Background: Clonal hematopoiesis of indeterminate potential (CHIP) and mosaic chromosomal alterations (mCAs) have been linked to increased risks of cardiovascular disease (CVD) and mortality. CHIP and mCAs may also then contribute to CVD in cancer patients. Our objective was to investigate the prevalence of CHIP mutations and mCAs in cancer patients, their co-occurrence, and the associated CVD outcomes across different cancer types.

Patients and methods: We carried out a case-control analysis of CHIP and mCA on the risks of CVD-related outcomes using the UK Biobank. Somatic CHIP mutations were identified from whole-exome sequencing and mCAs from genotyping data among patients diagnosed with cancers. Logistic regression and Cox proportional hazards models were used to assess the associations between CHIP mutations, mCAs, and CVD outcomes, and overall mortality.

Results: Overall, 2701 patients (5.5%) harbored CHIP mutations. Increasing age, current smoking, and chemotherapy exposure were associated with higher odds of CHIP mutations and mCAs. Co-occurrence of CHIP and mCAs was observed in 695 patients (25.7% of those with CHIP mutations). Loss of the Y chromosome (LOY) was inversely correlated with CHIP mutations among men [odds ratio (OR) 0.65, 95% confidence interval (CI) 0.57-0.74, P < 0.001] whereas loss of the X chromosome (LOX) was positively correlated with CHIP mutations among women (OR 1.24, 95% CI 1.03-1.49, P = 0.03). CHIP mutations were associated with an increased risk of incident CVD [hazard ratio (HR) 1.07, 95% CI 1.02-1.13, P = 0.004] and overall mortality (HR 1.31, 95% CI 1.22-1.40, P < 0.001). Notably, there was no synergistic impact of CHIP mutations co-occurring with mCAs (LOY/LOX) on considered outcomes.

Conclusions: CHIP mutations and mCAs are prevalent in cancer patients and are associated with significant increases in cardiovascular risk and mortality, with variations across cancer types. These findings underscore the importance of considering clonal hematopoiesis in the clinical management of cancer patients to mitigate cardiovascular risks.

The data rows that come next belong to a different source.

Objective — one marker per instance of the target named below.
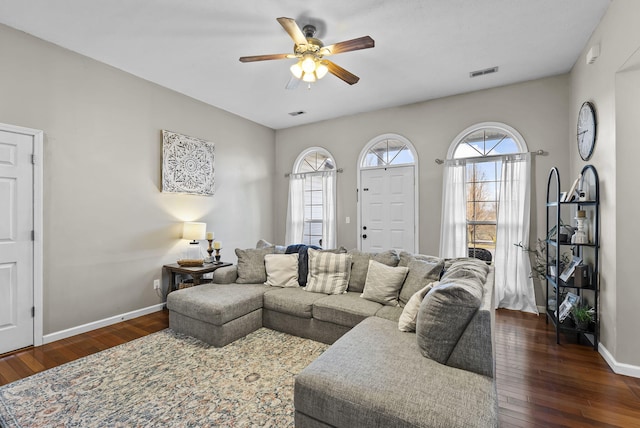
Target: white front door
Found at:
(16, 244)
(387, 209)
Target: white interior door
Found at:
(387, 209)
(16, 244)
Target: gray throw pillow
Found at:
(420, 274)
(360, 266)
(328, 272)
(444, 315)
(251, 268)
(383, 283)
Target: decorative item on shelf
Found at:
(582, 224)
(194, 232)
(209, 259)
(581, 276)
(582, 315)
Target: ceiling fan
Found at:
(310, 52)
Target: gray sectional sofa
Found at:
(373, 374)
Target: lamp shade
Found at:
(194, 231)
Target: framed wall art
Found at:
(187, 164)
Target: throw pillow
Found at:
(303, 260)
(282, 270)
(420, 274)
(251, 268)
(383, 283)
(444, 315)
(361, 266)
(407, 321)
(328, 272)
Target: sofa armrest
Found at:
(225, 275)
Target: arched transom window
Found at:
(388, 151)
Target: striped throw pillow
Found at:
(328, 272)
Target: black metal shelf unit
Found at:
(588, 252)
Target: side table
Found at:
(195, 272)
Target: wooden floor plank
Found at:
(540, 383)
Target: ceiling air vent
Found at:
(483, 72)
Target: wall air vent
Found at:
(483, 72)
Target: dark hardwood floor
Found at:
(540, 384)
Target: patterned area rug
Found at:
(167, 379)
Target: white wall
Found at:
(615, 157)
(108, 228)
(537, 109)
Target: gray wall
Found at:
(609, 83)
(537, 109)
(108, 228)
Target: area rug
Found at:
(167, 379)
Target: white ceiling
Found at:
(424, 49)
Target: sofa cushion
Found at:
(420, 274)
(360, 266)
(328, 272)
(391, 313)
(407, 320)
(383, 283)
(292, 301)
(444, 315)
(282, 270)
(344, 309)
(374, 376)
(251, 265)
(217, 303)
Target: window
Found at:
(483, 148)
(311, 216)
(388, 151)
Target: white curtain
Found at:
(453, 234)
(295, 210)
(513, 283)
(329, 210)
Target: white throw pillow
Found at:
(282, 270)
(407, 321)
(383, 283)
(328, 272)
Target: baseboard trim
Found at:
(52, 337)
(618, 368)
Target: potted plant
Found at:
(539, 267)
(582, 315)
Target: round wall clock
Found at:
(586, 130)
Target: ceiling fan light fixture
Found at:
(308, 64)
(321, 70)
(296, 70)
(309, 77)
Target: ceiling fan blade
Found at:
(341, 73)
(365, 42)
(264, 57)
(294, 31)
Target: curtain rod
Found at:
(288, 174)
(537, 152)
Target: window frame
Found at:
(307, 236)
(494, 158)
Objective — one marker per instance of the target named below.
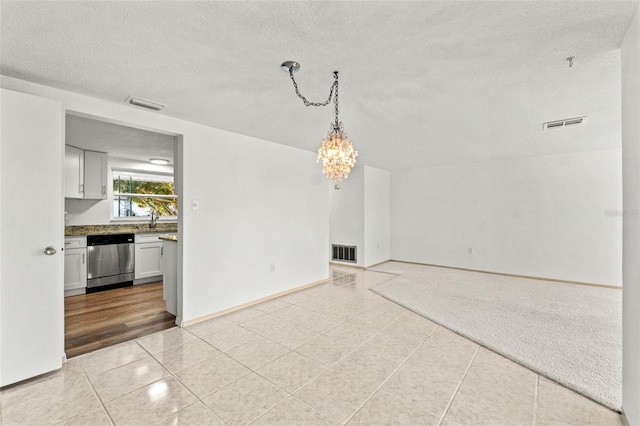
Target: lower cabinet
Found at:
(75, 266)
(148, 252)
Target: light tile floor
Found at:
(329, 355)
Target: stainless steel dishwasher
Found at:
(110, 261)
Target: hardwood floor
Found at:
(98, 320)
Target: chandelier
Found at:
(336, 152)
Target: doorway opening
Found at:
(115, 185)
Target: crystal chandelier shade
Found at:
(336, 152)
(337, 155)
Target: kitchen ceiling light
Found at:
(145, 103)
(336, 152)
(159, 161)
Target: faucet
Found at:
(154, 218)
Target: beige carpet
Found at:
(569, 333)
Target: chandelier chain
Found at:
(334, 86)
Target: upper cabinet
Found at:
(95, 175)
(73, 172)
(85, 174)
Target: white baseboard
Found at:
(247, 305)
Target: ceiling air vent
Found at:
(144, 103)
(563, 123)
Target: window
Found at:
(137, 194)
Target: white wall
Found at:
(360, 213)
(98, 212)
(347, 213)
(377, 215)
(551, 217)
(260, 203)
(631, 222)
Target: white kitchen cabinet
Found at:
(86, 174)
(75, 265)
(73, 172)
(95, 175)
(148, 252)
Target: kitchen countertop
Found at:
(123, 228)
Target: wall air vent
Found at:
(344, 253)
(563, 123)
(144, 103)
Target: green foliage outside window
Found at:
(139, 197)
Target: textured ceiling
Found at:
(421, 83)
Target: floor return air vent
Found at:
(344, 253)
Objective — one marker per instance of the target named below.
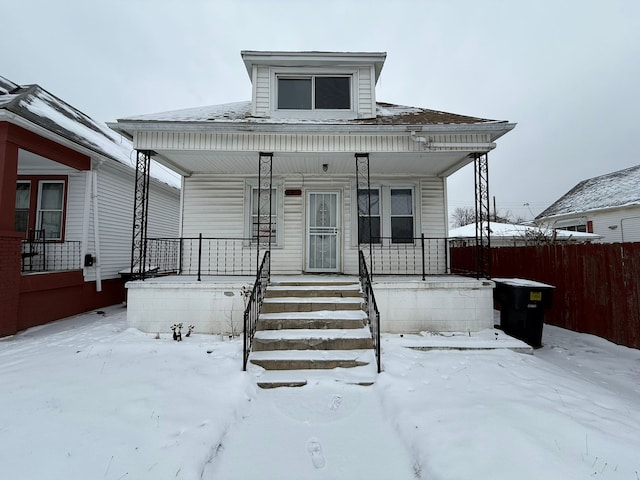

Keywords: CHIP; UK Biobank; cancer; cardiovascular mortality; clonal hematopoiesis; mosaic chromosomal alterations.

Figure 1

Prevalence of CHIP and mCA, and both by age in individuals diagnosed with cancer within the UK Biobank. Bar chart shows the full age distribution of all participants in this cohort at baseline (n = 49 519). CHIP, clonal hematopoiesis of indeterminate potential; mCA, mosaic chromosomal alterations.